New Johnny Carson Biography Slams Late Comedian

Johnny Carson was a miserable soul and unloving dad according to a new biography by Henry Bushkin. Bushkin was Carson’s attorney and manager for dozens of years. The book is very uncomplimentary to Carson and shows a side of him that many of us never knew existed.
* Was so miserable at the top of his game that he constantly “questioned his own ability to have happiness in his life.”
* Enjoyed the use of a 10,000-square-foot penthouse with a private pool at Caesars Palace when he played Vegas and routinely entertained the “18 beautiful girls in the chorus line that opened his act . . . and he was certainly involved with some of them.”
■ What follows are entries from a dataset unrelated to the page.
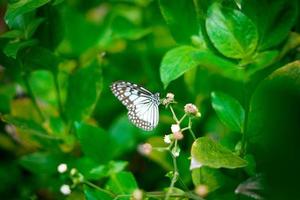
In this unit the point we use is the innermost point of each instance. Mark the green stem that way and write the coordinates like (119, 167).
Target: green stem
(175, 174)
(182, 118)
(174, 116)
(245, 125)
(98, 188)
(159, 194)
(58, 96)
(30, 93)
(190, 129)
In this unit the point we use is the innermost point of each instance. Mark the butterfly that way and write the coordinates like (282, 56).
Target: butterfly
(142, 105)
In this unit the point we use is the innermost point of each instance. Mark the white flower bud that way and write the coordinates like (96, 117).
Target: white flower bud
(201, 190)
(137, 194)
(145, 149)
(62, 168)
(65, 189)
(175, 128)
(167, 139)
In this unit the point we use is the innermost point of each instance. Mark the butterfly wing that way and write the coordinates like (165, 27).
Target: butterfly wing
(144, 116)
(142, 105)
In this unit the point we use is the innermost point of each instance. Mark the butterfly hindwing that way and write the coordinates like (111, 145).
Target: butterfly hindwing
(142, 105)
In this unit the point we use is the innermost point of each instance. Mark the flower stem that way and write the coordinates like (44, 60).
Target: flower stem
(175, 174)
(182, 118)
(174, 116)
(190, 129)
(98, 188)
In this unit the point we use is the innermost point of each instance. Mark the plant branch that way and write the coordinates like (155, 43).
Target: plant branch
(175, 174)
(174, 116)
(30, 92)
(98, 188)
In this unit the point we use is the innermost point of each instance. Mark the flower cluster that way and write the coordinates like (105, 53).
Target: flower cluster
(192, 110)
(168, 100)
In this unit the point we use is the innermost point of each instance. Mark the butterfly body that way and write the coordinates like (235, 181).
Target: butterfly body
(142, 105)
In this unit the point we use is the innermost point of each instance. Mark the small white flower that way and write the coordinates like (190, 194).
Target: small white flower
(191, 109)
(137, 194)
(65, 189)
(178, 136)
(145, 149)
(195, 164)
(175, 128)
(202, 190)
(61, 168)
(175, 152)
(73, 171)
(167, 139)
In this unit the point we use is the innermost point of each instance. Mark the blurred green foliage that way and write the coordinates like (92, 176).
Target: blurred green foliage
(236, 60)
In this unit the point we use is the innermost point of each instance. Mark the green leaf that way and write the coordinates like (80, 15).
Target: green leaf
(12, 48)
(231, 32)
(179, 60)
(37, 57)
(181, 19)
(84, 88)
(123, 28)
(80, 34)
(207, 152)
(212, 178)
(41, 163)
(122, 183)
(21, 7)
(96, 194)
(277, 94)
(273, 27)
(51, 33)
(229, 111)
(95, 142)
(262, 60)
(113, 167)
(24, 124)
(124, 134)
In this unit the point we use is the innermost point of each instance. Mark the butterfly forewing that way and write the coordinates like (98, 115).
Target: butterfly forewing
(142, 105)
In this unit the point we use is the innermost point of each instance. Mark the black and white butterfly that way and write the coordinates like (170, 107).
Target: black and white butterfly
(142, 105)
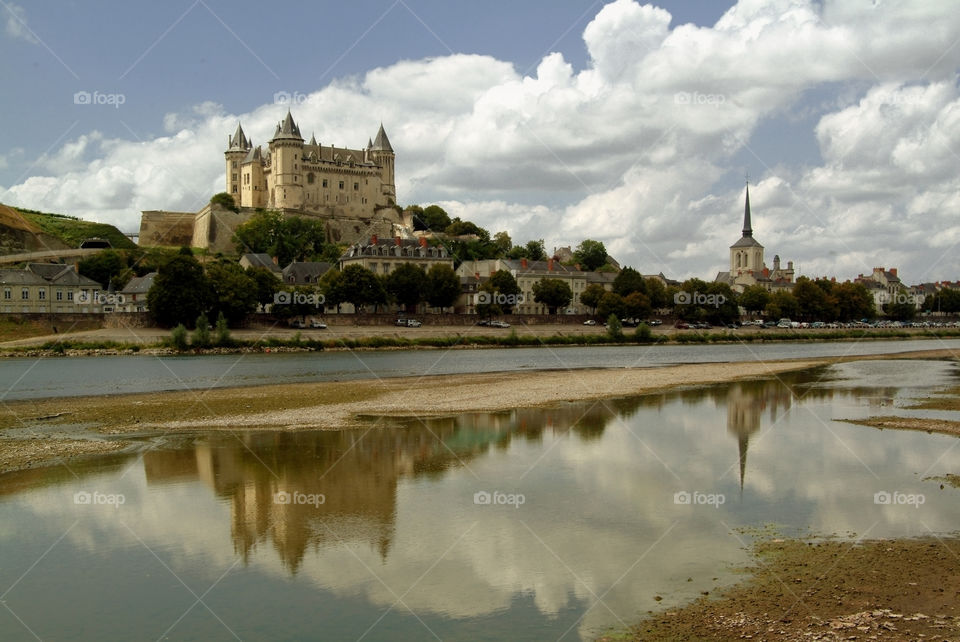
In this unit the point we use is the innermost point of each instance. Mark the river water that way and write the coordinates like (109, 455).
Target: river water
(29, 378)
(543, 524)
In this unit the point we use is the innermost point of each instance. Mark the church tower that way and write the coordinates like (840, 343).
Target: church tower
(746, 255)
(382, 154)
(237, 148)
(286, 151)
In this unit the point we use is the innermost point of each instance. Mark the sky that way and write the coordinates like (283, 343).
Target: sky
(636, 125)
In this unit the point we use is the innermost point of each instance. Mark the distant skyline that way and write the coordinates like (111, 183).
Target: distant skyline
(630, 124)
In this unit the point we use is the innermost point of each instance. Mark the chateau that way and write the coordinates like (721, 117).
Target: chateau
(352, 190)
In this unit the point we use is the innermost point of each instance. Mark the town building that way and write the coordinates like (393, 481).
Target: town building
(747, 266)
(48, 288)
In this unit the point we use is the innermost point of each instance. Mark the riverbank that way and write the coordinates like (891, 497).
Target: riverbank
(904, 589)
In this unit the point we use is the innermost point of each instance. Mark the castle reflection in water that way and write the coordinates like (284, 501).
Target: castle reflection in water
(358, 471)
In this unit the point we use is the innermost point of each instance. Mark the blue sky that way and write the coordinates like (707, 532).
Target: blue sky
(629, 123)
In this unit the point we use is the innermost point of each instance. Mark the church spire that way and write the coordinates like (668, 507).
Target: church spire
(747, 227)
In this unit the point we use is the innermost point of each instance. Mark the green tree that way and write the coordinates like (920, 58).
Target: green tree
(225, 201)
(636, 305)
(611, 304)
(590, 255)
(814, 302)
(357, 285)
(180, 291)
(628, 281)
(107, 268)
(854, 302)
(591, 295)
(443, 286)
(553, 293)
(754, 298)
(407, 285)
(503, 242)
(201, 332)
(234, 293)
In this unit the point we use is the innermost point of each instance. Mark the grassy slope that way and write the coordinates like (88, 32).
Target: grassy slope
(73, 231)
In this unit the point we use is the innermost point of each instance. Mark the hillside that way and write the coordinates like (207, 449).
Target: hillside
(23, 230)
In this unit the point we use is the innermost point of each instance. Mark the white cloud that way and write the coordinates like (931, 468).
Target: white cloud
(631, 150)
(16, 23)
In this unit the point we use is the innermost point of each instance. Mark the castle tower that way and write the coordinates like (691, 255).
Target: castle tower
(382, 153)
(237, 148)
(286, 149)
(746, 255)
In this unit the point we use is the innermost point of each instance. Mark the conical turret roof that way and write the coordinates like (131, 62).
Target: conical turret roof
(381, 142)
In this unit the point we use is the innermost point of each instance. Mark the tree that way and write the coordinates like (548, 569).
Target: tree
(657, 293)
(636, 305)
(611, 304)
(813, 300)
(180, 291)
(407, 285)
(225, 201)
(628, 281)
(553, 293)
(503, 242)
(854, 302)
(289, 239)
(107, 268)
(443, 286)
(591, 295)
(754, 298)
(266, 284)
(357, 285)
(590, 255)
(234, 293)
(782, 305)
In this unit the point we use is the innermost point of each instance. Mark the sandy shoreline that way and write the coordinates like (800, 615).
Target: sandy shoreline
(32, 434)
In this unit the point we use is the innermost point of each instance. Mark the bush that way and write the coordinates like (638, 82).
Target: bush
(614, 328)
(201, 334)
(178, 338)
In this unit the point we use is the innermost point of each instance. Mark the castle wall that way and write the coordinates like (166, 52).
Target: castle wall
(158, 227)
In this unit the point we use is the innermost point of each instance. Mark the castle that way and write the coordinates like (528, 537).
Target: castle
(352, 190)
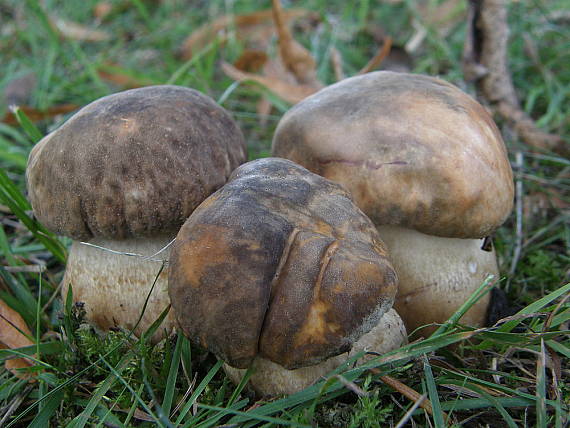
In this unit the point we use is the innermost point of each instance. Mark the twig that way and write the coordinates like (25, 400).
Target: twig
(409, 413)
(485, 61)
(141, 256)
(519, 162)
(26, 268)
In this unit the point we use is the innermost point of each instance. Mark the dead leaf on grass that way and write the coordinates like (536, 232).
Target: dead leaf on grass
(295, 57)
(251, 60)
(290, 92)
(14, 334)
(254, 28)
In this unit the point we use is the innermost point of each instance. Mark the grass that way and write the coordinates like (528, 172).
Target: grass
(514, 374)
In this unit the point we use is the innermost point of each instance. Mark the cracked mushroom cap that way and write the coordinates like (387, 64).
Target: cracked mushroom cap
(279, 263)
(413, 151)
(131, 164)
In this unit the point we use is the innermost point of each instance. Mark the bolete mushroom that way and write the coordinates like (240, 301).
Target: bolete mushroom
(281, 270)
(427, 164)
(124, 173)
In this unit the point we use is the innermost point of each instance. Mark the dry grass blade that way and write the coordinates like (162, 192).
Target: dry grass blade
(336, 61)
(289, 92)
(407, 392)
(351, 386)
(377, 59)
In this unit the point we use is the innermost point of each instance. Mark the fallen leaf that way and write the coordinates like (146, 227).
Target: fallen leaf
(292, 93)
(254, 28)
(19, 90)
(36, 115)
(295, 57)
(73, 30)
(14, 334)
(251, 61)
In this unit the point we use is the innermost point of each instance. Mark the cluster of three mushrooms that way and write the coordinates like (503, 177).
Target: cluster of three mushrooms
(280, 269)
(279, 262)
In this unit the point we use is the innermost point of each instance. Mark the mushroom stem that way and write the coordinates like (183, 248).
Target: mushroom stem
(270, 379)
(114, 286)
(437, 275)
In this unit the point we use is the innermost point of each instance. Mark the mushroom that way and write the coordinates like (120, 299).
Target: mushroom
(281, 270)
(124, 173)
(427, 164)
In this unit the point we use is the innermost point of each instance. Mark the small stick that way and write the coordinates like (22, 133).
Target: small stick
(406, 391)
(408, 414)
(519, 213)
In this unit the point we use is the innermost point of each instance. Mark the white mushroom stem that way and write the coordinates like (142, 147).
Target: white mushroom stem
(436, 276)
(270, 379)
(114, 286)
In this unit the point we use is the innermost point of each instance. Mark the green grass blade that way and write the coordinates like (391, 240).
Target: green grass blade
(48, 410)
(82, 419)
(541, 416)
(172, 376)
(199, 389)
(254, 416)
(433, 395)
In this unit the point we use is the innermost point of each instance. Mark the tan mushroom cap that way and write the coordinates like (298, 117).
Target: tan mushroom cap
(279, 263)
(414, 151)
(131, 164)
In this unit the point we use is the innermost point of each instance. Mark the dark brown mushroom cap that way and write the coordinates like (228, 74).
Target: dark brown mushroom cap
(413, 150)
(135, 163)
(279, 263)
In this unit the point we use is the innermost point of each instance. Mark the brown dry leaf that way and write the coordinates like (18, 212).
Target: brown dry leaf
(13, 331)
(336, 61)
(255, 28)
(296, 58)
(251, 61)
(36, 115)
(291, 93)
(377, 59)
(73, 30)
(112, 73)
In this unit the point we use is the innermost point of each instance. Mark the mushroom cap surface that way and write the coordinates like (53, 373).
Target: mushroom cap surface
(279, 263)
(413, 151)
(133, 164)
* Refused to visit his son, Rick, when he was committed to Bellevue with severe emotional problems. “The kid was there for 4½ months and he never went. I had to take care of everything and was there almost every day. Rick [who died in a car crash in 1991] was a lovely human being.”
* Abandoned many of his closest friends, including Bushkin, who says, “At one time we did everything together. At the end, he treated me like everybody else – like I didn’t exist. At the end, it was like I was an irritant. In many respects, he was the saddest guy I ever knew.”
Bushkin mentions it, as well as my wife to me many times, that comedians are often dark and troubled souls with many personal issues they battle. It should be no real surprise that this was true with Carson as well. Comedians usually use comedy to help deal with and exhaust many of their own demons.